La Ligue canadienne de football (LCF) et l'Association des joueurs (AJLCF) ont entamé un marathon de négociations, à cinq jours de l'échéance de la présente convention collective.

Selon deux sources, les deux parties discutent depuis dimanche soir. Une rencontre prévue mardi soir serait la dernière avant samedi, journée où le contrat de travail prendra fin.

Cela dit, il est possible que d’autres réunions soient ajoutées au courant de la semaine. La LCF refuse de commenter les négociations.

« J’ai toujours espoir que ça se règle, mais difficile de mettre en chiffres les probabilités d’un règlement dans les prochains jours, estime Marc-Olivier Brouillette, représentant des joueurs des Roughriders de la Saskatchewan. Personne ne gagne s’il y a un arrêt de travail. »

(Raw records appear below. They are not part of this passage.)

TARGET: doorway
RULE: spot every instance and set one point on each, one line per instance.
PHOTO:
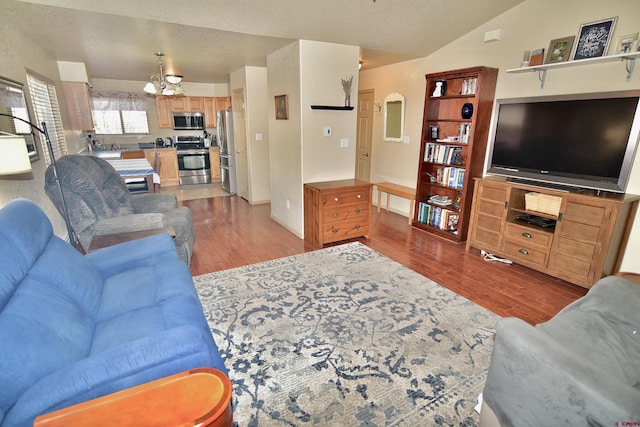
(364, 134)
(240, 136)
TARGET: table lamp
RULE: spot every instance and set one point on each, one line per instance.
(15, 160)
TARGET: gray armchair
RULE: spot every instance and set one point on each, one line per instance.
(99, 203)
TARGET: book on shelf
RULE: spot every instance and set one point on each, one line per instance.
(438, 217)
(465, 133)
(445, 154)
(450, 176)
(469, 86)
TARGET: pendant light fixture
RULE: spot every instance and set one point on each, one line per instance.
(161, 84)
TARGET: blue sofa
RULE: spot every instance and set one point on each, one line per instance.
(74, 327)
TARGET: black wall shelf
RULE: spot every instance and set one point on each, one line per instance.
(330, 107)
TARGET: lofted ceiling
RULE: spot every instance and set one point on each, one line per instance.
(205, 40)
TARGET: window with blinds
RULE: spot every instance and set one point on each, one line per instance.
(46, 109)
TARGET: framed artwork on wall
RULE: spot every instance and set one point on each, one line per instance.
(559, 50)
(282, 107)
(594, 38)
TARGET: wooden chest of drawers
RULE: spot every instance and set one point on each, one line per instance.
(336, 210)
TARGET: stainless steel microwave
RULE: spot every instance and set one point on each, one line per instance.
(188, 121)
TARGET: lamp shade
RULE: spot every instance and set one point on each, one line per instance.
(150, 88)
(14, 157)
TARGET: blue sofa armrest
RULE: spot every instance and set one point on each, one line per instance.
(132, 254)
(535, 380)
(129, 365)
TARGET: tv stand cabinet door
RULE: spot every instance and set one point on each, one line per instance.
(488, 215)
(582, 239)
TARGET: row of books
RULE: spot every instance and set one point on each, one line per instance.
(445, 154)
(438, 217)
(465, 133)
(449, 177)
(469, 86)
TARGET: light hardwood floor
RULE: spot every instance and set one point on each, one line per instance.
(232, 233)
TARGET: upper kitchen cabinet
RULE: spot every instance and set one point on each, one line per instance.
(187, 104)
(77, 96)
(223, 103)
(163, 108)
(210, 112)
(165, 105)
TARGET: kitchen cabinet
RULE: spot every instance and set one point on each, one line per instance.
(214, 158)
(163, 108)
(579, 240)
(187, 104)
(165, 105)
(209, 104)
(223, 103)
(77, 97)
(168, 172)
(336, 210)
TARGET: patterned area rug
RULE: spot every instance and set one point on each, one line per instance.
(344, 336)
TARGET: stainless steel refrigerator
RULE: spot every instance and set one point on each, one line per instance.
(227, 151)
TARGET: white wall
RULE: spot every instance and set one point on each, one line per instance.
(530, 25)
(253, 80)
(18, 53)
(323, 66)
(309, 73)
(285, 138)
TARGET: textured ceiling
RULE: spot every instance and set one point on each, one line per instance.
(207, 39)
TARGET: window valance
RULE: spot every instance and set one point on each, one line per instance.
(122, 101)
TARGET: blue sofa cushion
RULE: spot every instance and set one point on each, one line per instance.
(74, 327)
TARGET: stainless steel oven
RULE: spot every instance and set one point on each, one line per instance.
(194, 165)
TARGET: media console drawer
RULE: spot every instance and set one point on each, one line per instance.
(585, 244)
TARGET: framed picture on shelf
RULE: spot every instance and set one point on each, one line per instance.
(625, 43)
(282, 107)
(594, 38)
(559, 50)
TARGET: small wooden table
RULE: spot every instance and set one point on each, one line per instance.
(104, 240)
(397, 190)
(199, 397)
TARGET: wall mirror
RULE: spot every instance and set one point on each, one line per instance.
(12, 101)
(394, 117)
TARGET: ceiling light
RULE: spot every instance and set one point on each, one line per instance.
(166, 85)
(173, 79)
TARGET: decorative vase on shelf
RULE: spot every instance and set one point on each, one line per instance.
(467, 111)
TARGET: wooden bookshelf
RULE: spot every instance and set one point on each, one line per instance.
(452, 149)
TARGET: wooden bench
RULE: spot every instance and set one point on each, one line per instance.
(397, 190)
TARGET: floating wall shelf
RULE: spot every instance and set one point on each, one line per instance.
(629, 58)
(330, 107)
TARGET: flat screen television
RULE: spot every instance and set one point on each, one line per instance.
(580, 141)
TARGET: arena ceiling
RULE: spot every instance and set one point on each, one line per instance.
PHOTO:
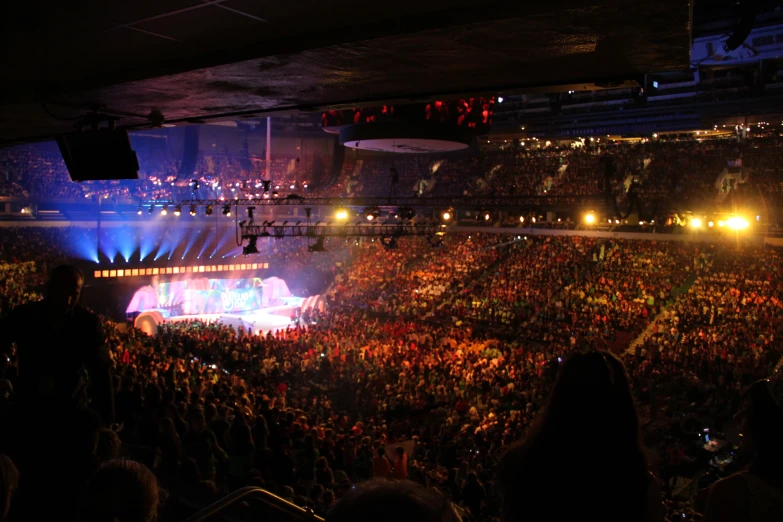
(201, 60)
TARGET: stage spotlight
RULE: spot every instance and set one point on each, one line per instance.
(372, 213)
(251, 247)
(737, 223)
(318, 246)
(405, 213)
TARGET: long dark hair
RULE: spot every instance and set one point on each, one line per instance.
(765, 422)
(583, 455)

En 2014, une grève avait été évitée après des ruptures de négociations et des menaces d'arrêt de travail de la part des joueurs. Le dernier conflit de travail dans la Ligue canadienne est survenu en 1974.

Si une entente ne survient pas d’ici mardi soir, un avis de grève sera envoyé aux équipes et à la ligue. Les joueurs des équipes du Québec, du Manitoba, de la Saskatchewan et de la Colombie-Britannique seraient en grève dès l’ouverture des camps, dimanche.

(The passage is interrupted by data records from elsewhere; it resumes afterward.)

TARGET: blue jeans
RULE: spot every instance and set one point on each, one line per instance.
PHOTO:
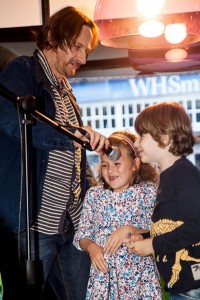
(64, 266)
(193, 294)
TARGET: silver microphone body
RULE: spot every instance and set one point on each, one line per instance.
(113, 153)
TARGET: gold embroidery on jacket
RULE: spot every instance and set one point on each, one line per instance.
(164, 226)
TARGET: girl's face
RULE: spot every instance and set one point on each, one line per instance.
(118, 174)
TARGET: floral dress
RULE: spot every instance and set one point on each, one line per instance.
(129, 276)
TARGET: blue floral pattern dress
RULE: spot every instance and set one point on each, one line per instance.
(129, 276)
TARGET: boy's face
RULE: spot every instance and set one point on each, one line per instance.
(148, 149)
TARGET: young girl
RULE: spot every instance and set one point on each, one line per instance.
(166, 138)
(121, 205)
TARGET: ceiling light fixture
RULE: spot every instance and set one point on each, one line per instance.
(122, 25)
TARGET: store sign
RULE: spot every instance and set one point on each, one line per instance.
(164, 85)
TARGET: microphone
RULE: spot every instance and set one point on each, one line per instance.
(27, 103)
(113, 153)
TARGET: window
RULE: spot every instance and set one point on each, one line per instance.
(130, 121)
(89, 123)
(105, 123)
(88, 111)
(104, 111)
(112, 110)
(97, 124)
(138, 108)
(189, 104)
(113, 123)
(197, 160)
(130, 109)
(197, 104)
(198, 117)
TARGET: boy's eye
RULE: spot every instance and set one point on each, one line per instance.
(103, 166)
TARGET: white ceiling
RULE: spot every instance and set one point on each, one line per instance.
(101, 53)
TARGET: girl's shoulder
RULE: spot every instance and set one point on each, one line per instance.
(146, 185)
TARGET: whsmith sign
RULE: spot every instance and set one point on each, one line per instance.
(137, 87)
(165, 85)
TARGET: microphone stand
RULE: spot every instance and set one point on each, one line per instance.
(27, 105)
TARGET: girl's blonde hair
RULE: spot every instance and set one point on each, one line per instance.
(145, 172)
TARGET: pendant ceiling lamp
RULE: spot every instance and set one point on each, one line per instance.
(148, 24)
(149, 61)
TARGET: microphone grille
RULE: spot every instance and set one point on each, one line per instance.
(115, 154)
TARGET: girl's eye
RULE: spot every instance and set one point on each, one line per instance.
(103, 166)
(77, 47)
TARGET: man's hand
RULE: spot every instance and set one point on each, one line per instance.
(97, 141)
(97, 258)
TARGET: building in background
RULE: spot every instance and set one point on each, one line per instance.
(109, 104)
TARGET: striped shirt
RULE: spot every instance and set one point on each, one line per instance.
(62, 189)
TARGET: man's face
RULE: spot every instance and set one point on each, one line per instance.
(64, 63)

Leurs confrères d’Edmonton, de Calgary, d'Ottawa, de Toronto et de Hamilton devront quant à eux s'y rapporter, parce qu’ils ne seront pas en position de grève légale avant le 23 mai.

« C’est dommage, mais toute organisation ou tout syndicat qui se respecte doit un jour en arriver là, explique Nicolas Boulay, techniquement représentant des joueurs pour les Alouettes de Montréal même s’il appartient maintenant au Rouge et Noir d’Ottawa. On a besoin de crédibilité. On veut faire partie de la solution, mais on veut se faire respecter. »

« On a démontré notre solidarité quand 97 % de nos membres ont voté en faveur d’un mandat de grève, ajoute Brouillette, avocat au cabinet Robinson Sheppard Shapiro depuis l’annonce de sa retraite cet hiver. On risque beaucoup chaque fois qu'on embarque sur le terrain. On a la chance de négocier une convention qui va nous protéger à long terme. »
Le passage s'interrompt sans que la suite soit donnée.